Now the silver looking glasses advanced in a crumpling line all along the coast from a thousand miles north to a thousand miles south. The mirrors did not reflect so much as one building or one tree or one highway or one car or even one man himself. The mirrors reflected only the quiet moon and then shattered into a billion bits of glass that spread out in a glaze on the shore. Then the sea was dark awhile, preparing another line of mirrors to rear up and surprise the two men who sat there for a long time never once blinking their eyes, waiting.

The Day It Rained Forever

The hotel stood like a hollowed dry bone under the very center of the desert sky where the sun burned the roof all day. All night, the memory of the sun stirred in every room like the ghost of an old forest fire. Long after dusk, since light meant heat, the hotel lights stayed off. The inhabitants of the hotel preferred to feel their way blind through the halls in their never-ending search for cool air.

This one particular evening Mr. Terle, the proprietor, and his only boarders, Mr. Smith and Mr. Fremley, who looked and smelled like two ancient rags of cured tobacco, stayed late on the long veranda. In their creaking glockenspiel rockers they gasped back and forth in the dark, trying to rock up a wind.

“Mr. Terle …? Wouldn’t it be really nice … someday…if you could buy … air conditioning…?”

Mr. Terle coasted awhile, eyes shut.

“Got no money for such things, Mr. Smith.”

The two old boarders flushed; they hadn’t paid a bill now in twenty-one years.

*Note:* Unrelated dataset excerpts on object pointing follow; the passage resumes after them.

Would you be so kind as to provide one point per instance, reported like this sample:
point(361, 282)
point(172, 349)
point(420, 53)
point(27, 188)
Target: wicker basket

Much later Mr. Fremley sighed a grievous sigh. “Why, why don’t we all just quit, pick up, get outa here, move to a decent city? Stop this swelterin’ and fryin’ and sweatin’.”

“Who’d buy a dead hotel in a ghost town?” said Mr. Terle quietly. “No. No, we’ll just set here and wait, wait for that great day, January 29.”

Slowly, all three men stopped rocking.

January 29.

The one day in all the year when it really let go and rained.

“Won’t wait long.” Mr. Smith tilted his gold railroad watch like the warm summer moon in his palm. “Two hours and nine minutes from now it’ll be January 29. But I don’t see nary a cloud in ten thousand miles.”

“It’s rained every January 29 since I was born!” Mr. Terle stopped, surprised at his own loud voice. “If it’s a day late this year, I won’t pull God’s shirttail.”

Mr. Fremley swallowed hard and looked from east to west across the desert toward the hills. “I wonder … will there ever be a gold rush hereabouts again?”